We go over DDPM (Denoising Diffusion Probabilistic Model), a popular generative model introduced by Ho et al. 2020. The math was mainly deduced by Sohl-Dickstein et al. 2015. This post by 苏剑林 is very helpful.

Goal: generate samples $\sim p_{\rm data}(x).$

Idea: $X_0\sim p_{\rm data}\to X_1\to \cdots \to$ \(X_T\approx \mathcal{N}(0,I).\)

  • Forward/encoding process: $p(x_t\mid x_{t-1})$ gradually destroys structure and adds Gaussian noise with variance schedules $\beta_t^2$, not trainable.

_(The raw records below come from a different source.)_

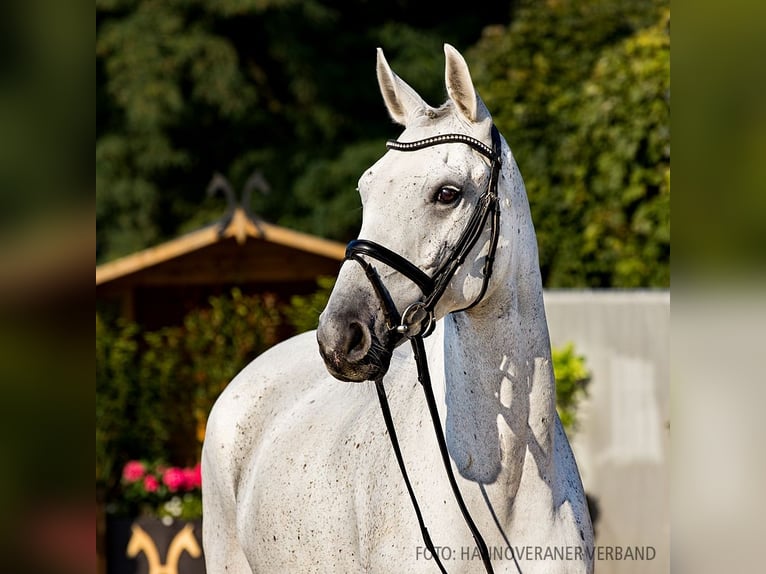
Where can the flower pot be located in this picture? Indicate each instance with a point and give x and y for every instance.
(146, 545)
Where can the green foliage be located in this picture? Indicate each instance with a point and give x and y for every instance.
(155, 389)
(572, 377)
(304, 310)
(580, 88)
(185, 89)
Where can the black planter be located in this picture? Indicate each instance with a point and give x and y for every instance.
(144, 545)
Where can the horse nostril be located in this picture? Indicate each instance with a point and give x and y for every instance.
(357, 342)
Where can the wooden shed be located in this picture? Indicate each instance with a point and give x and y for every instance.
(159, 285)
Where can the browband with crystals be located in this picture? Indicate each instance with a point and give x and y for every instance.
(479, 146)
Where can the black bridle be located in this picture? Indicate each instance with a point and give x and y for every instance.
(417, 321)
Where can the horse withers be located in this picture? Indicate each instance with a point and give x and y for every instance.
(298, 470)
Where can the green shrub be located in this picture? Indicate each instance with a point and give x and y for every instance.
(572, 378)
(154, 389)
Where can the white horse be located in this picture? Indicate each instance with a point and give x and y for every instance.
(298, 470)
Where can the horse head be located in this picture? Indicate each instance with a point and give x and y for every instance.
(418, 209)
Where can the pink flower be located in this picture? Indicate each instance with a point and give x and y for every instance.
(193, 477)
(133, 471)
(173, 478)
(151, 483)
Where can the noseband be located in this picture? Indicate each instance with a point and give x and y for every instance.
(417, 321)
(418, 318)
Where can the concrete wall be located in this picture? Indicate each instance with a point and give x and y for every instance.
(623, 442)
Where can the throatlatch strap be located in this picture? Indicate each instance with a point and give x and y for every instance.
(433, 288)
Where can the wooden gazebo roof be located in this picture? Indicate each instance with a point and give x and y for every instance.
(243, 251)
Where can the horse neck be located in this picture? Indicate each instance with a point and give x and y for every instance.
(499, 385)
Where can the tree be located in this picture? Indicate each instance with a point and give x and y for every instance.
(287, 87)
(581, 91)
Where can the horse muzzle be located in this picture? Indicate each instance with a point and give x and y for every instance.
(351, 349)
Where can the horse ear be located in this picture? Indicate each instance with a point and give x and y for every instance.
(460, 86)
(401, 100)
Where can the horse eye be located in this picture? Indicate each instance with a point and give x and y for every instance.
(447, 195)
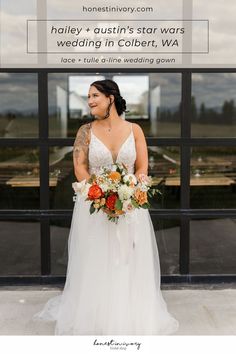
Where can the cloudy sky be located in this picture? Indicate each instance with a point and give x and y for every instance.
(19, 91)
(220, 13)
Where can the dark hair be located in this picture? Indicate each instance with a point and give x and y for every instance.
(110, 87)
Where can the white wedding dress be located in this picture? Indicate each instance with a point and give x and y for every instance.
(113, 275)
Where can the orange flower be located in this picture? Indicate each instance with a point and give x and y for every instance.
(111, 201)
(114, 175)
(140, 196)
(95, 192)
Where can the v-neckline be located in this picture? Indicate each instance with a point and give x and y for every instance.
(119, 150)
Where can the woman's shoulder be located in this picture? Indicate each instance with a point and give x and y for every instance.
(84, 129)
(137, 129)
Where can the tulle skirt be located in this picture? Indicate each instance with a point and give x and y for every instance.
(113, 278)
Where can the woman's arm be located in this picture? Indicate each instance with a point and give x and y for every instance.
(80, 153)
(141, 163)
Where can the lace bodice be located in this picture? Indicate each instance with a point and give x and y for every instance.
(99, 155)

  • Reverse/decoding process: $q_\theta(x_{t-1}\mid x_t)$ restores structure and recovers $p_{\rm data}$ with $\theta$ to be trained.

  • Note: In the DDPM paper, $\beta_t^{\rm DDPM}=\beta_t^2$. Also, $p\leftrightarrow q$ to coincide with notations from VAE: $q$ is decoding.

DDPM assumptions

  • Forward and reverse processes are Markov.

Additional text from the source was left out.